The decision by Antonio Horta-Osorio, the chief executive of rival part-nationalised bank Lloyds, to waive his bonus after he spent time off work on sick leave put further pressure on Hester to make a similar gesture.
Giving Hester a reduced bonus would help Britain's Conservative-led coalition government strike a compromise between curbing bankers' pay in light of the country's economic slowdown, while sending out a message that top financiers can still get good pay in London, compared to Asia and America.
Nevertheless, Hester's bonus drew criticism from members of both the opposition Labour party and the Liberal Democrat (LibDem) party, the junior member in the coalition government.
"Nobody doubts that Stephen Hester has done some important things at RBS, but what this award shows is [Prime Minister] David Cameron's promises about reining-in excessive bonuses at state-owned banks or using shareholder power have proved to be utterly worthless," said Labour's financial secretary Chris Leslie.
Liberal Democrat lawmaker Matthew Oakeshott also attacked Hester's bonus, saying RBS was not lending enough money to businesses to help the economy recover under a deal struck last year between the government and banks called "Project Merlin".
"This is a totally unacceptable reward for failure when RBS under Mr Hester has missed its key lending target to small companies, which it pledged under Project Merlin," Oakeshott told Reuters.
Public fury over bankers' salaries has shown few signs of abating as job losses and pay restraint are the order of the day for many people as the economy stalls.
In Britain, the salaries of top staff at RBS and Lloyds are particularly controversial because both banks were bailed out to the tune of £66 billion during the credit crisis.
The bailouts left Britain owning around 83 per cent of RBS and roughly 40 per cent of Lloyds.
Hester joined RBS in October 2008 from property company British Land as RBS was reeling from its disastrous acquisition of Dutch bank ABN Amro.
Britain used some £45 billion of taxpayers' money to rescue RBS.
Hester, who had previously worked at rival banks Abbey National and Credit Suisse, was given a brief to restructure RBS and return it to health.
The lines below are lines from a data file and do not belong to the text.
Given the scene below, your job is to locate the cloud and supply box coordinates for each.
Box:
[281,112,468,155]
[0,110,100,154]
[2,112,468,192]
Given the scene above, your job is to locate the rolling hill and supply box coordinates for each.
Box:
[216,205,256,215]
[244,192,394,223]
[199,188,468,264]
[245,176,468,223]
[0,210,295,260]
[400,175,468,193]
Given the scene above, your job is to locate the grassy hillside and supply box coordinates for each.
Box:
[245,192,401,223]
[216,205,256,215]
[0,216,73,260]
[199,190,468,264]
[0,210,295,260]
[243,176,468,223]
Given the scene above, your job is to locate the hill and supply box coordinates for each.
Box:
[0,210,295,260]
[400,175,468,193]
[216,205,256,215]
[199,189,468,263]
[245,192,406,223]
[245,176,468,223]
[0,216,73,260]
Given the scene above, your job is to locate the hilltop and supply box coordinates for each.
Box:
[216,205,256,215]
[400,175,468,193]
Assets and businesses were sold and jobs were cut.
RBS recently took the axe to its investment bank, cutting thousands of jobs as it exits certain businesses.
RBS shares closed at 27.67 pence on Thursday, nearly 50 per cent below the 49.90 pence average price at which the British public effectively acquired its stake in the bank.
RBS said Hester deserved his bonus for having made the bank "safer", improving customer support and boosting the performance of certain businesses.
"Stephen Hester's pay award reflects progress in the categories agreed with our shareholders as set out in the Remuneration Report. His pay is strongly geared to the recovery of RBS, which he was recruited to turn around, having played no part in its collapse," RBS Chairman Philip Hampton said.